Вопрос о том, что Сергей будет делать из «Юности», пока не более чем гадание на кофейной гуще: конкретных программ озвучено не было (да и рановато). Пока можно только, во-первых, усмирить скептиков, уже разглядевших на горизонте взвод сервильных да провластных авторов: любой тренд, противоположный тренду «Октября» и «Ариона», можно приветствовать, а Сергей, несмотря на весь свой опыт партстроителя, пока не был замечен в сколачивании именно писательских взводов. А во-вторых, потенциал «Юности» огромен, и вот тут есть интересный нюанс.
Назовем вещи своими именами. «Юность» была, по сути, призраком лет двадцать (жилисто и тряско?..). Журнал выходил, но отсутствовал в литературном процессе напрочь.
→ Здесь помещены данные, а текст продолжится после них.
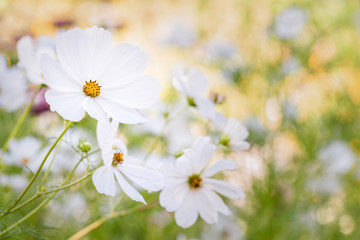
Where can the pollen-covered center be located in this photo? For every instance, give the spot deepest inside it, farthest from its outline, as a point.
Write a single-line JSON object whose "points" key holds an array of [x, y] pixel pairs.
{"points": [[195, 181], [117, 159], [91, 88]]}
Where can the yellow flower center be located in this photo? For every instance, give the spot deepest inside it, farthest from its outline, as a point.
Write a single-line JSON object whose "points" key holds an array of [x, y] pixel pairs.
{"points": [[117, 159], [195, 181], [91, 88]]}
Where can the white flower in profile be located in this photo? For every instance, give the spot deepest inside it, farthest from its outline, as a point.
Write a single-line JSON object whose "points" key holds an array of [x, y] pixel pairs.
{"points": [[193, 85], [94, 76], [29, 54], [234, 135], [24, 152], [118, 164], [189, 190], [290, 22], [13, 87]]}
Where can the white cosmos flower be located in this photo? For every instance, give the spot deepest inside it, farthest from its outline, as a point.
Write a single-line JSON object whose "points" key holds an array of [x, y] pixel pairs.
{"points": [[193, 85], [24, 152], [13, 87], [234, 135], [190, 191], [118, 164], [94, 76], [29, 54]]}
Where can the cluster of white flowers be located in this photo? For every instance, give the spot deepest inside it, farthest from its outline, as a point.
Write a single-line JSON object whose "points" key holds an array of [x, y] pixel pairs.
{"points": [[86, 73]]}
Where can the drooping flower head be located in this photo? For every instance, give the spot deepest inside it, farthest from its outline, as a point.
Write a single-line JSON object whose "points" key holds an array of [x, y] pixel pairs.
{"points": [[118, 164], [190, 191], [193, 84], [94, 76]]}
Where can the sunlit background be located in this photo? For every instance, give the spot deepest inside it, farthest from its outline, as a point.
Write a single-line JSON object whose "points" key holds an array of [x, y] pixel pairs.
{"points": [[288, 70]]}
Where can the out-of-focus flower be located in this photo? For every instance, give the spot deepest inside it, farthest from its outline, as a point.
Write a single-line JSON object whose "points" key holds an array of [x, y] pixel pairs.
{"points": [[290, 22], [24, 152], [193, 85], [13, 87], [290, 65], [180, 33], [17, 182], [29, 54], [117, 163], [337, 157], [189, 190], [96, 77], [234, 135], [220, 50]]}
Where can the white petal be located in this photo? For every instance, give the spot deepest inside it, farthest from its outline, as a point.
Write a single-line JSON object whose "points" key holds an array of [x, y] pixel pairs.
{"points": [[219, 166], [172, 196], [104, 181], [120, 113], [123, 61], [187, 214], [128, 189], [82, 53], [95, 110], [141, 93], [224, 188], [203, 153], [104, 133], [68, 105], [218, 203], [150, 180], [207, 210], [56, 77]]}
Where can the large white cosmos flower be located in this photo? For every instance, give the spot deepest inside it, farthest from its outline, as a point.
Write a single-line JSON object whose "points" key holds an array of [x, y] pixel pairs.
{"points": [[193, 84], [118, 164], [94, 76], [190, 191]]}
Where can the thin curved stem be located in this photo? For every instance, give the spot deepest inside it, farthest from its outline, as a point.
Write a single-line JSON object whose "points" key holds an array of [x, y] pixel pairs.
{"points": [[83, 232], [68, 125], [21, 120], [167, 121]]}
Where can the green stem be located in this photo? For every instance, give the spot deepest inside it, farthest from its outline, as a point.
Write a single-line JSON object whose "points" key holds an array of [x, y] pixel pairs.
{"points": [[83, 232], [21, 120], [38, 170], [167, 121], [54, 191]]}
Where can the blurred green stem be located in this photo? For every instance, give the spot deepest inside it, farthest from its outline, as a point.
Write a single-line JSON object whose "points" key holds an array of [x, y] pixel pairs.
{"points": [[67, 126], [21, 119], [83, 232], [167, 121], [43, 203]]}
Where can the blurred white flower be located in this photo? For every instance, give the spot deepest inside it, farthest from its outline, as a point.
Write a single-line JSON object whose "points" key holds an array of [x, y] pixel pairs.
{"points": [[189, 190], [117, 163], [193, 85], [29, 54], [290, 22], [96, 77], [179, 33], [17, 182], [13, 87], [234, 135], [337, 157], [24, 152]]}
Трудно сказать, почему так получилось. Был «Журнальный зал»; была его условная альтернатива вокруг того же «Нашего современника»; были премиальные списки; был, наверное, такой более объективный показатель, как книги на прилавках/полках, перед тем прошедшие журнальную публикацию там-то или там-то. То, что делала «Юность», не обнаруживалось никакими радарами. О ней никто ничего не слышал. И тем не менее сегодня у журнала появились шансы вернуть позиции. Это говорит только о колоссальной силе брендов, которую мы недооцениваем. Какой запас прочности только у имени — вернуться после десятилетий в небытии? Так, может, и «Октябрь» поторопился с закрытием? Его сотрудникам, его авторскому активу показалось, что все уже исчерпано, — но, может быть, одних только ресурсов бренда хватит, чтобы легко возродиться и в 2039 году?